The researchers used genome editing technique called CRISPR/Cas9, to snip out a gene that produces a protein called OCT4, which usually become active in the first few days of human embryonic development.
After the fertilization of an egg, it divides, and after about seven days it forms a ball-shaped structure called a blastocyst that later aids placenta formation. The present study found that human embryos need OCT4 as a key gene for embryonic development since the removal of gene coded for OCT4 prevented the embryos from correctly forming the blastocyst.
Kathy Niakan, a lead author of the study, said; currently, the effect of genetic factors on pregnancy is less known. Hence the researcher hopes that the technique could be used by others to understand: “what a gene does in the developing embryo is to see what happens when it isn’t working. Now we have demonstrated an efficient way of doing this; we hope that other scientists will use it to find out the roles of other genes.”

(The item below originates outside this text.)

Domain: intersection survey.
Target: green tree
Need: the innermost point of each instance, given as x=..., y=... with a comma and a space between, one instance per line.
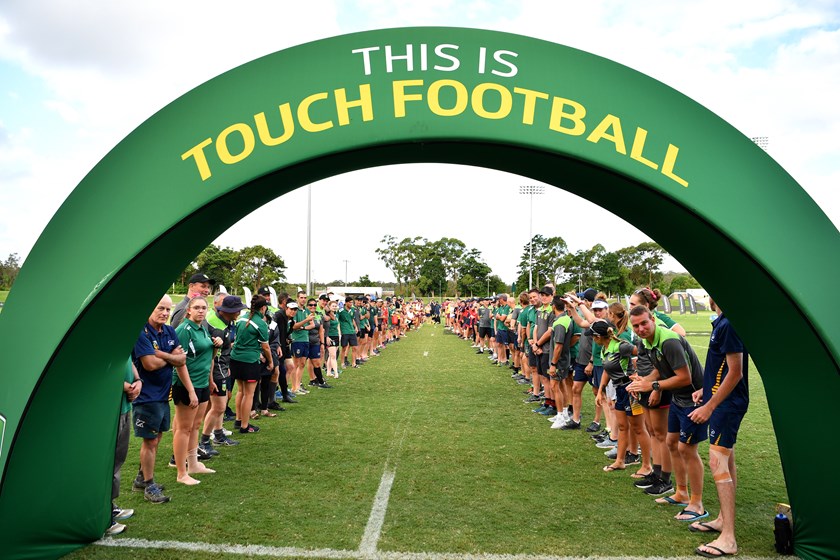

If the researchers could establish the critical genes required for the proper development of the embryo that could aid to understand the pregnancy failure and improve IVF treatments. The techniques could also lead to developments in regenerative medicine, as OCT4 is also believed to be important in stem cell biology, noted the authors.
Pluripotent stem cells could be derived from human embryos and produce several types of tissues in the body. Hence the scientists use stem cell technology to form tissues that can repair damage or substitute missing structures in the body.
In conclusion, the technology is currently available to create and use pluripotent stem cells. The better insight into the role of different genes in the formation and stability of pluripotent cells could enable the researchers to produce and use stem cells more consistently.